Feature #15022
closedOneshot coverage
Description
I'd like to introduce a new feature to the coverage library, namely, "oneshot coverage".
Synopsis¶
The following is a sample target program "test-cov.rb":
1: def foo
2: :foo
3: end
4:
5: def bar
6: :bar
7: end
The following program measures line coverage with oneshot mode:
require "coverage"
# Start the measurement of line coverage with oneshot mode
Coverage.start(oneshot_lines: true)
# Load the target file
load "test-cov.rb"
# Get all executed lines so far:
p Coverage.peek_result #=> {"/.../test-cov.rb"=>{:oneshot_lines=>[1, 5]}}
# This means that Lines 1 (def foo) and 5 (def bar) were executed
# Clear the counters
Coverage.clear
# Run one of the target functions:
foo()
# Get newly executed lines:
p Coverage.peek_result #=> {"/.../test-cov.rb"=>{:oneshot_lines=>[2]}}
# This means Line 2 (the body of foo) was newly executed
# Clear the counters
Coverage.clear
# Run the other target function:
bar()
# Get newly executed lines:
p Coverage.peek_result #=> {"/.../test-cov.rb"=>{:oneshot_lines=>[6]}}
# This means Line 6 (the body of foo) was newly executed
# Clear the counters
Coverage.clear
# Again, run the target functions:
foo()
bar()
# Get newly executed lines:
p Coverage.peek_result #=> {"/.../test-cov.rb"=>{:oneshot_lines=>[]}}
# This means that no new lines were executed
What this is¶
Traditional coverage tells us "how many times each line was executed". However, it is often enough just to know "whether each line was executed at least once, or not". In this case, the counting just bring unneeded overhead.

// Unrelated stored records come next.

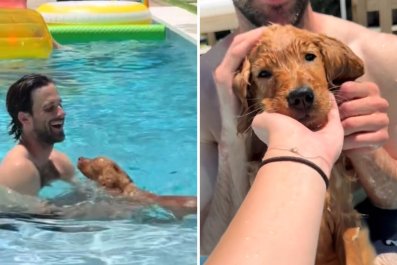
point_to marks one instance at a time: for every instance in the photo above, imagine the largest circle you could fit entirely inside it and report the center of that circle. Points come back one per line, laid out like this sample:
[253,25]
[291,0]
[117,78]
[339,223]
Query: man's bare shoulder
[16,169]
[63,164]
[18,155]
[359,38]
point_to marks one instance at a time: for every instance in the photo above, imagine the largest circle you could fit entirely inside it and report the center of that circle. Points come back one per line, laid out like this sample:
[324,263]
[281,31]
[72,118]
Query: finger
[367,123]
[369,140]
[333,116]
[363,106]
[352,90]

Oneshot coverage records only the first execution of each line, and returns line numbers of newly executed lines. It contains less information than traditional coverage, but still useful in many use cases. The hook for each line is executed just once, so after it was fired, the program can run with zero-overhead.
Why this is needed¶
I expect two use cases:
coverage measurement in production¶
In Ruby, it is difficult to determine if some code is a dead code or not. To check this, some people insert a logging code to the possibly-dead code, run it in production for a while, and check if the log is not emitted.
Oneshot coverage can be used to make this process automatic, comprehensive, and non-invasive.
CPU-intensive programs¶
It is known that traditional coverage measurement brings about 20x overhead at worst. It does not matter when testing IO-intensive programs (like Rails application), however, it sometimes matters for CPU-intensive programs.

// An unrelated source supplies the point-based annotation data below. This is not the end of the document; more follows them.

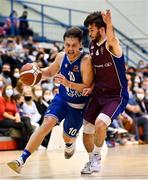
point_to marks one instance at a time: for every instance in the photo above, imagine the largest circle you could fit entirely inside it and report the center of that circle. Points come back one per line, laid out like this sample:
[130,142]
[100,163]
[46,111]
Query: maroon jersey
[109,69]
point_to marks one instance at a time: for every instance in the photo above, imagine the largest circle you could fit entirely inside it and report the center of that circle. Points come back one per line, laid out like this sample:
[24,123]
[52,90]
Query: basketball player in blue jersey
[109,94]
[69,104]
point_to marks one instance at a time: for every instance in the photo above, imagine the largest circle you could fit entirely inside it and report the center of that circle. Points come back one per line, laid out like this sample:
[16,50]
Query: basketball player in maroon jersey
[109,94]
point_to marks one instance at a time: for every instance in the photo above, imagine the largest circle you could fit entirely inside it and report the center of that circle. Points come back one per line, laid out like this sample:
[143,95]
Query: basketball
[30,74]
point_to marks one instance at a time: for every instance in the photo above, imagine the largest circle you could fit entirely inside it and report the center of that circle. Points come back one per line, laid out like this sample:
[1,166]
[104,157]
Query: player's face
[94,32]
[72,47]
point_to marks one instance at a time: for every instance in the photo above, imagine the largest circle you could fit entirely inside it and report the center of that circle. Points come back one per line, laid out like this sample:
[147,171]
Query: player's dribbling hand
[60,79]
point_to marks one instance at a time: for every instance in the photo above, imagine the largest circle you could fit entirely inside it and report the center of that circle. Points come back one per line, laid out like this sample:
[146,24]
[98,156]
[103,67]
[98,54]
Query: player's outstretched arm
[87,76]
[113,43]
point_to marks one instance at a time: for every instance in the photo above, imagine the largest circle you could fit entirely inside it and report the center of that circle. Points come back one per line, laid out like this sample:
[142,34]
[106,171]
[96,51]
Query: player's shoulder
[86,57]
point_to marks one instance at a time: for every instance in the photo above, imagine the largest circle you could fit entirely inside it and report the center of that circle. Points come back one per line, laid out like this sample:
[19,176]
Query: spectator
[24,25]
[9,116]
[11,21]
[2,83]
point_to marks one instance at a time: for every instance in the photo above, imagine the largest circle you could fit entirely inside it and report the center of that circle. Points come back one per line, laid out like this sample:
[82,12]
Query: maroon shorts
[110,103]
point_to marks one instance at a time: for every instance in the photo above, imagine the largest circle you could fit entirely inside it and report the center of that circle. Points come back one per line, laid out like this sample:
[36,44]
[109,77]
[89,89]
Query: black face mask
[28,98]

Oneshot coverage brings the same (or a bit worse) overhead when each line is first executed, but brings no overhead for second and later executions.
Proposal¶
Oneshot coverage consists of three parts of APIs.
API 1: Coverage.start(oneshot_lines: true)
This enables the measurement of line coverage with oneshot mode.
In this mode, Coverage.peek_result
and result
returns the following format:
{ "/path/to/file.rb" => { :oneshot_lines => [an array of executed line numbers] } }
API 2: Coverage.clear
This clears all the internal counters of coverage, but keeps the measuring target.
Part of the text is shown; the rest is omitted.